But the truth is that these clubs are not just extensions of the living room, where, indeed, people may choose whatever guests they wish. The clubs are centers of power. Those people who cannot get in as full and equal members--blacks, Latinos, women, Jews, to name a few--cannot overcome the handicap. These admission policies help perpetuate the myths that Al Campanis gave voice to on national television the other night. They are contrary to public policy and the public interest.

An income-tax deduction is the equivalent of a tax subsidy. The state treasury forgoes revenue in the interest of some social purpose. But there is no reason why the taxpayers of California should subsidize private clubs that they cannot belong to. So it is altogether appropriate for the Franchise Tax Board to rule that, starting in 1988, payments to discriminatory clubs will not be tax-deductible as business expenses.

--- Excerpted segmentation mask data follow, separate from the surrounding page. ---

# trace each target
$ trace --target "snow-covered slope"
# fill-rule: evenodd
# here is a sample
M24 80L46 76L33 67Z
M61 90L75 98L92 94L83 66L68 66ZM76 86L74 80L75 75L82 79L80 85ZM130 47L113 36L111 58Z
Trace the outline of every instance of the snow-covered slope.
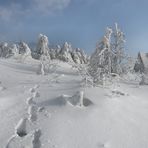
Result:
M29 60L0 59L0 147L148 147L147 86L83 88L67 63L42 76Z

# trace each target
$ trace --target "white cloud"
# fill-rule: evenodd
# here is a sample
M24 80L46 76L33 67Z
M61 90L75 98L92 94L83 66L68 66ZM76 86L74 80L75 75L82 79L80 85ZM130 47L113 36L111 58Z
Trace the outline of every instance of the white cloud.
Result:
M52 15L69 6L72 0L32 0L27 6L20 1L0 6L0 18L9 21L19 16L32 16L37 14ZM26 1L27 2L27 1Z

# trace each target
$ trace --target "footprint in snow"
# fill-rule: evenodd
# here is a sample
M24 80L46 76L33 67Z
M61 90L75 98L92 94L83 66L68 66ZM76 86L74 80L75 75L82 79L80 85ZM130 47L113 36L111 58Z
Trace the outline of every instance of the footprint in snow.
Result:
M45 110L45 107L39 107L38 112L43 112Z
M15 134L19 137L24 137L27 135L27 118L21 118L15 127Z
M99 143L98 148L110 148L108 143Z
M3 91L5 89L6 89L6 87L0 86L0 91Z
M30 88L29 89L29 92L31 92L31 93L34 93L36 90L35 90L35 88Z
M39 87L40 87L40 85L36 84L33 88L34 88L34 89L37 89L37 88L39 88Z
M28 115L29 115L29 120L31 122L34 122L37 120L37 111L38 111L38 107L36 105L31 105L28 107Z
M27 98L26 104L28 104L28 105L33 105L34 104L35 105L36 102L33 99L34 99L34 97Z
M38 98L38 97L40 97L40 93L39 92L33 92L32 97Z
M5 148L32 148L32 134L28 134L25 137L18 137L13 135Z
M29 89L29 92L34 93L36 91L36 89L39 87L40 87L40 85L36 84L34 87Z
M14 147L17 148L20 146L22 147L21 145L22 138L28 135L27 122L28 122L27 117L23 117L18 121L17 125L15 126L15 133L8 140L5 148L14 148Z
M39 92L34 92L34 93L32 93L32 96L31 97L28 97L27 99L26 99L26 104L28 104L28 105L32 105L32 104L36 104L36 102L33 100L34 98L38 98L38 97L40 97L40 93Z
M42 133L40 129L37 129L33 133L33 139L32 139L32 148L40 148L41 147L41 137Z
M41 135L41 130L39 129L31 131L25 137L13 135L9 139L5 148L41 148Z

In the case of the clubs’ liquor licenses, Van de Kamp’s ruling tells the alcohol authorities that they may revoke liquor licenses of private clubs just as they can of public accommodations, such as restaurants, that discriminate. Earlier this year the ABC suspended the liquor license of the Red Onion restaurants for barring minorities from their discos, but the board had balked at applying the same rule to private clubs.

Van de Kamp’s opinion recognizes the reality that a place selling liquor to a large number of customers is more like a restaurant than a living room, and may be treated as such. The existence of discriminatory clubs is contrary to the public interest, and should get no help from the law.